Comment on Please Stop
hemmes@lemmy.world 8 months agoTo your edit; it was a great example, but if you say anything positive about blockchain (or Apple, or capitalism, etc) you’ll likely be heavily downvoted on Lemmy.
Comment on Please Stop
hemmes@lemmy.world 8 months agoTo your edit; it was a great example, but if you say anything positive about blockchain (or Apple, or capitalism, etc) you’ll likely be heavily downvoted on Lemmy.
DaleGribble88@programming.dev 8 months ago
Yeah, I think that seems to be the case here. It just feels to weird me to have a politicized data structure.
“Remember kids, only coke-fiends and meth-heads use Binomial Heaps.”

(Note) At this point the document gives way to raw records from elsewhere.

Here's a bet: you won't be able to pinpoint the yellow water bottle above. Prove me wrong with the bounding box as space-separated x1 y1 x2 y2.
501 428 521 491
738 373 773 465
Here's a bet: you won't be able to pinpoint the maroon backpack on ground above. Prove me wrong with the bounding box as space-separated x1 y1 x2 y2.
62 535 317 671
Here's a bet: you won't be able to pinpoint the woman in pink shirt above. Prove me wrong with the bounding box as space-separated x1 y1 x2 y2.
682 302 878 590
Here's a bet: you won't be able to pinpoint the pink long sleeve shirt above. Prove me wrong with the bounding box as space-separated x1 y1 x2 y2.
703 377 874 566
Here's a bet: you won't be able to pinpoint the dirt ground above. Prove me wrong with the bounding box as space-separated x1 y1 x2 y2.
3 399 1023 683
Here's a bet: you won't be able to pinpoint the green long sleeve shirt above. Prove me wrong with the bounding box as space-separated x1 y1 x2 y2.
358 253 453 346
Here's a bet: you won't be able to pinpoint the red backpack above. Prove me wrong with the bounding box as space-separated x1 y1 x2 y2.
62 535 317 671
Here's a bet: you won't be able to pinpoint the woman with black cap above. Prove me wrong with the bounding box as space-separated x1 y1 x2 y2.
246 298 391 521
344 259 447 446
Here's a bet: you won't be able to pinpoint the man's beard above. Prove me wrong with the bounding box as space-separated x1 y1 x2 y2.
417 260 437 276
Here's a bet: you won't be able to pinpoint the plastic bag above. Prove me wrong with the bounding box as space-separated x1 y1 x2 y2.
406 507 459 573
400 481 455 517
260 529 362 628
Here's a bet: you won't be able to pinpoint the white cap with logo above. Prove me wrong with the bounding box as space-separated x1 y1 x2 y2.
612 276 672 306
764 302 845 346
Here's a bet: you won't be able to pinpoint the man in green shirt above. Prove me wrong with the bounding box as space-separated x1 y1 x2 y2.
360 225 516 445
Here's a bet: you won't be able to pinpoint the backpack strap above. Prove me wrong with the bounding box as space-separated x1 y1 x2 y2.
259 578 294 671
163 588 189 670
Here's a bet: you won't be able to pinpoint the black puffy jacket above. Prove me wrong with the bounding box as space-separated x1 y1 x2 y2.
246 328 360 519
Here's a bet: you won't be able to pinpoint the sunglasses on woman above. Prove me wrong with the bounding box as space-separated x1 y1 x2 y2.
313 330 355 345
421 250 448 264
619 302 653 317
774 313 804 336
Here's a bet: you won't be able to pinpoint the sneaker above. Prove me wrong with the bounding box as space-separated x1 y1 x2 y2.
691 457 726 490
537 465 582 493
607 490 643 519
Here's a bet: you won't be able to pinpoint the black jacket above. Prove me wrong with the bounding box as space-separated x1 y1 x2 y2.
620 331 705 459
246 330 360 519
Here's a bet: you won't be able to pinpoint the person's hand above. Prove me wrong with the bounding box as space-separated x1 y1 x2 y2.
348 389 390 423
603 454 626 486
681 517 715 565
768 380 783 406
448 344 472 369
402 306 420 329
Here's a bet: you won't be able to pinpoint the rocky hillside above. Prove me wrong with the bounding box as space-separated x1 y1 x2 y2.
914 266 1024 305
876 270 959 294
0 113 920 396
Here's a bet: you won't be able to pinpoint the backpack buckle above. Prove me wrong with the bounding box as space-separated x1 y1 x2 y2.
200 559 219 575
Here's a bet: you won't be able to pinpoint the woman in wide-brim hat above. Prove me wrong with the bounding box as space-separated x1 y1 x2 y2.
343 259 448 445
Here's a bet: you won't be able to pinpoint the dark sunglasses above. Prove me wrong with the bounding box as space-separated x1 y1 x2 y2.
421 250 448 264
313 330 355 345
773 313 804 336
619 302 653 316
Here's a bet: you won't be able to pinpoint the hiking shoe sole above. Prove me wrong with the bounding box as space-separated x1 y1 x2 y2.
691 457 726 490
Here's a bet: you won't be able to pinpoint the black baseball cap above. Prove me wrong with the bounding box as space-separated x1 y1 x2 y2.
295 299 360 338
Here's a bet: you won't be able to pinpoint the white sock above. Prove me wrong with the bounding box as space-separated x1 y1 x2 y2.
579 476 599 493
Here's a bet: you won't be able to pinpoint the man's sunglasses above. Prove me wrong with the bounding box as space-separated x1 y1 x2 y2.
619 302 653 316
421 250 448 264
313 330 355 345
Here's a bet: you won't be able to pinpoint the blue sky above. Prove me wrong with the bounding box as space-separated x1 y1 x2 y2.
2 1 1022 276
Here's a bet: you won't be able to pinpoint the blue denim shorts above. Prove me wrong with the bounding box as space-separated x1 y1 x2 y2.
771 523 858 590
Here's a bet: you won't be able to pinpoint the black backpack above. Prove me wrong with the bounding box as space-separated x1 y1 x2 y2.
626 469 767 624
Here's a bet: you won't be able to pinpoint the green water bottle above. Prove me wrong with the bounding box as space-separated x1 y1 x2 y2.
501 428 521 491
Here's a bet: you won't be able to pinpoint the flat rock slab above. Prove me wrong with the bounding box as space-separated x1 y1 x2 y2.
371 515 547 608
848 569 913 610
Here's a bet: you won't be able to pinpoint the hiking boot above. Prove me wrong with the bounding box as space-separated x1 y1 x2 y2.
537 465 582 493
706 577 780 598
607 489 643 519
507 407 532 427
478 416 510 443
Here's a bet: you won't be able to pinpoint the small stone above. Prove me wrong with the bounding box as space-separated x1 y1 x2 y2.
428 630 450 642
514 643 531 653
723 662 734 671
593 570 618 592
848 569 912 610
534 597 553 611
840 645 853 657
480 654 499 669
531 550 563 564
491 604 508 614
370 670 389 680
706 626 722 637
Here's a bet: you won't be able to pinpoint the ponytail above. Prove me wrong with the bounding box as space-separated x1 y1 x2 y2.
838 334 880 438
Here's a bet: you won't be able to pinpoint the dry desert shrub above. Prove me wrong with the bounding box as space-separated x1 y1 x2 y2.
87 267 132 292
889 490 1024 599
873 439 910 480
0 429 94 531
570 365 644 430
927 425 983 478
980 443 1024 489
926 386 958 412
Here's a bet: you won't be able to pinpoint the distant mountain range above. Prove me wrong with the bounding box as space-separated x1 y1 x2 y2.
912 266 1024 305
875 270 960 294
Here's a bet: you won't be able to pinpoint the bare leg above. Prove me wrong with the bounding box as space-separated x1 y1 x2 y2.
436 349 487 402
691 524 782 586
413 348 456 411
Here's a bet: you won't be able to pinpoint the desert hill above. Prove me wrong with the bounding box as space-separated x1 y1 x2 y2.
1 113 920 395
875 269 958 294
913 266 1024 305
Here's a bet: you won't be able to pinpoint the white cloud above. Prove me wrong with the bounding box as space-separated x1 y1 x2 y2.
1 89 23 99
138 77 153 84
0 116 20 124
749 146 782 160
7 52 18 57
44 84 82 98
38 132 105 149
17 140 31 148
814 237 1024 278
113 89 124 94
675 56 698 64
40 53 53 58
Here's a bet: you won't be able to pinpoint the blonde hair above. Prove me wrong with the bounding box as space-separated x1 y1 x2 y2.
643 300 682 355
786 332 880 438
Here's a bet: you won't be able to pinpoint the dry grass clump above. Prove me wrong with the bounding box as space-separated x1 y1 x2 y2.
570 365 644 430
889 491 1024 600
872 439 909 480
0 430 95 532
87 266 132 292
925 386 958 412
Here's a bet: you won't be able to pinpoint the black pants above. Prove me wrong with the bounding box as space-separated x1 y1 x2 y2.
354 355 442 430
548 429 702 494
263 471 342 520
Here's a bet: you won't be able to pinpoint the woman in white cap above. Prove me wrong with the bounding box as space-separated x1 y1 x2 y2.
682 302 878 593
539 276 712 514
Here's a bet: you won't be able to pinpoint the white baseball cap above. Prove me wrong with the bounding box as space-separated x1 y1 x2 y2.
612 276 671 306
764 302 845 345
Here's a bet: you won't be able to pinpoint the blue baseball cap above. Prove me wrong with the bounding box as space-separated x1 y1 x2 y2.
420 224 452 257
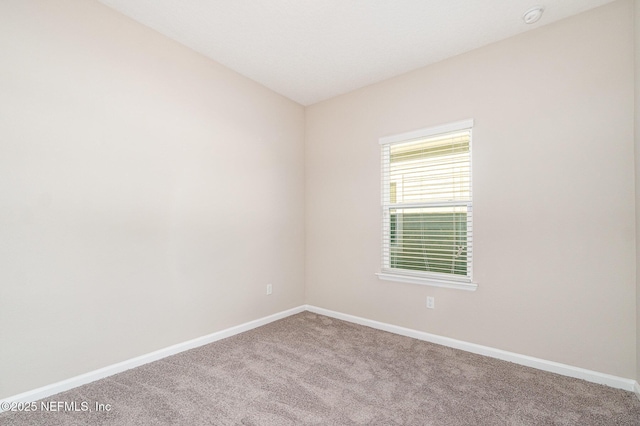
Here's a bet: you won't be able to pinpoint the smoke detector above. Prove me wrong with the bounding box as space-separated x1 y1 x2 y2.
522 6 544 24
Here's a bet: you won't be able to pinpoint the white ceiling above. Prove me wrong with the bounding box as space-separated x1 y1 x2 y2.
97 0 615 106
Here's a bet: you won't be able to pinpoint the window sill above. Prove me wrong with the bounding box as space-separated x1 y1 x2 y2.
376 272 478 291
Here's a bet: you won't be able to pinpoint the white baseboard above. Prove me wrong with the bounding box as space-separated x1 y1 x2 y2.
0 305 306 411
305 305 639 393
3 304 638 412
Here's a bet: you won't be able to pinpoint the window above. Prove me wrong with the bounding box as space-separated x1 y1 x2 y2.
377 120 476 291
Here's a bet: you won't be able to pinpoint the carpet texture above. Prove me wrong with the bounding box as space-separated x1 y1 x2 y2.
2 312 639 425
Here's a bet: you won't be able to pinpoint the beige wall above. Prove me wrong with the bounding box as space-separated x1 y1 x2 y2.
635 0 640 383
306 0 636 379
0 0 305 398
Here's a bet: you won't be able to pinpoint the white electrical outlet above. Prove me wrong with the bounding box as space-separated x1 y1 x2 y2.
426 296 435 309
266 284 272 295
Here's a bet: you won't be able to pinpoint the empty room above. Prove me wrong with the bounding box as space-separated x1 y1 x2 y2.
1 0 640 424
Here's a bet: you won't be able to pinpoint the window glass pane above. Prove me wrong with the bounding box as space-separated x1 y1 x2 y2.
389 206 468 276
389 130 470 204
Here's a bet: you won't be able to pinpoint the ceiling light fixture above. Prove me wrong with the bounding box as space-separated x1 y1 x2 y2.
522 6 544 24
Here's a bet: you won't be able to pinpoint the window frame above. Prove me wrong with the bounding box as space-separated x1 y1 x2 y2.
376 119 477 291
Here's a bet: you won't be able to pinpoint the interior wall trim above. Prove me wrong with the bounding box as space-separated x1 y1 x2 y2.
305 305 639 393
2 304 637 411
0 305 306 411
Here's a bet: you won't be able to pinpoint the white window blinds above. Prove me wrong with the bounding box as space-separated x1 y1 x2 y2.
380 120 473 287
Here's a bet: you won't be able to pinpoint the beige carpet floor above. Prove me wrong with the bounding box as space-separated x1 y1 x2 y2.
1 311 640 425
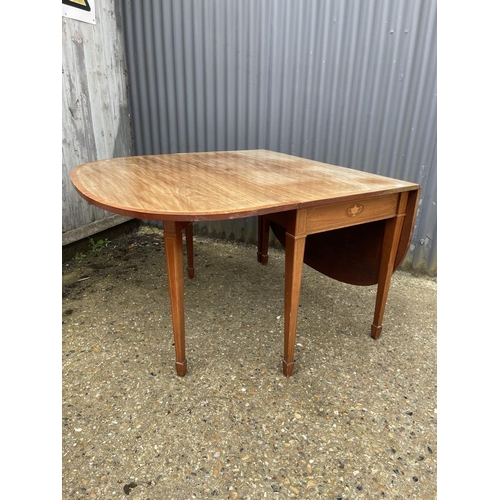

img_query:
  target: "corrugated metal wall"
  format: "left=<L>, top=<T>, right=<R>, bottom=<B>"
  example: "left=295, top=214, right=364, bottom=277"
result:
left=119, top=0, right=437, bottom=274
left=62, top=0, right=133, bottom=244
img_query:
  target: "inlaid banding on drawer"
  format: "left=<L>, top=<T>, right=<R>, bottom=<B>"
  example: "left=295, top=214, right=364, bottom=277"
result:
left=304, top=193, right=400, bottom=234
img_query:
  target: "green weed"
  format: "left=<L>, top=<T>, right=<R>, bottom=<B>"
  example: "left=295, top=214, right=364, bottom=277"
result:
left=89, top=237, right=110, bottom=254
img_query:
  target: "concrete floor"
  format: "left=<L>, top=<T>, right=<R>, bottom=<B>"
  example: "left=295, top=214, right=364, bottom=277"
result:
left=62, top=225, right=437, bottom=499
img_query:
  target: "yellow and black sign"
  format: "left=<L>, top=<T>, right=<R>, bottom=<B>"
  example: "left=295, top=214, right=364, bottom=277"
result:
left=63, top=0, right=91, bottom=12
left=62, top=0, right=95, bottom=25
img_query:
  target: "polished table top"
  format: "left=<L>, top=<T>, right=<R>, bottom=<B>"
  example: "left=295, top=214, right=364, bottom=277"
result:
left=71, top=149, right=418, bottom=221
left=71, top=149, right=420, bottom=377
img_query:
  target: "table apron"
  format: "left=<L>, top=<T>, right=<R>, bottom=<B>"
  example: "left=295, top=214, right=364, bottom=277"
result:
left=300, top=193, right=401, bottom=236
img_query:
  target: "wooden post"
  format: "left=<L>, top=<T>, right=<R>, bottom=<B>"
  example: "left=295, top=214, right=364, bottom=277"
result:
left=282, top=210, right=307, bottom=376
left=371, top=192, right=409, bottom=339
left=257, top=215, right=270, bottom=265
left=163, top=221, right=188, bottom=376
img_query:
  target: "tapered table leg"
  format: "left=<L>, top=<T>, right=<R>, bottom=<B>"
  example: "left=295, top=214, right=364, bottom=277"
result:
left=163, top=221, right=187, bottom=376
left=282, top=231, right=306, bottom=377
left=371, top=193, right=408, bottom=339
left=257, top=215, right=270, bottom=265
left=185, top=222, right=195, bottom=279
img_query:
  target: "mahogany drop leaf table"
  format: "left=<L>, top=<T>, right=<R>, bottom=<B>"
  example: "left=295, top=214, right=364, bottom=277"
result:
left=71, top=150, right=420, bottom=377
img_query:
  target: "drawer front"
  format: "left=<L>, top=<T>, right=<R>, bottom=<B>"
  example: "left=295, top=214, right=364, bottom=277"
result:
left=304, top=193, right=400, bottom=235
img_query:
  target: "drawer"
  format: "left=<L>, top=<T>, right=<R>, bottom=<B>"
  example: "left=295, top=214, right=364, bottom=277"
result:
left=303, top=193, right=400, bottom=235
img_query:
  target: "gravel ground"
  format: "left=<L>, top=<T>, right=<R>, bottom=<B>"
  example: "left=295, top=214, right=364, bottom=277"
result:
left=62, top=225, right=437, bottom=499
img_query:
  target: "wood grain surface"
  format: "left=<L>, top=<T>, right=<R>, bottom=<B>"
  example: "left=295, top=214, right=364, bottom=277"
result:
left=70, top=150, right=419, bottom=221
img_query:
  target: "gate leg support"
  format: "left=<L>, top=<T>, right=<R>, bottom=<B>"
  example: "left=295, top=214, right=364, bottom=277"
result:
left=371, top=193, right=408, bottom=339
left=257, top=215, right=270, bottom=265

hemmes@lemmy.world 8 months ago
Ha!
But yeah, like others have said in this post, it had a bad light cast on it due to the jpg and gif NFTs. Folks started to realize: “wait… this token just contains a link to a web server hosting a jpg file??”
Well, yes. But also the rights.
“The heck you mean ‘the rights’??”
I mean, your Drunk Monkey in Teal Color Theme artwork is yours to use, you’ve purchased the license in the form of an NFT.
“But it’s just a link that anyone could just copy!”
Well, that would be stealing.
So NFTs in that regard are like any movie or TV show, or video game you rent or purchase. That utility may or may not seem to have any value to any one person, but it is a utility, and a pretty cool one if you ask me. But the usage, its implementation, is what matters. Whatever that usage requirement is for the individual or business, blockchain will do it well. Even if it is used to license junk.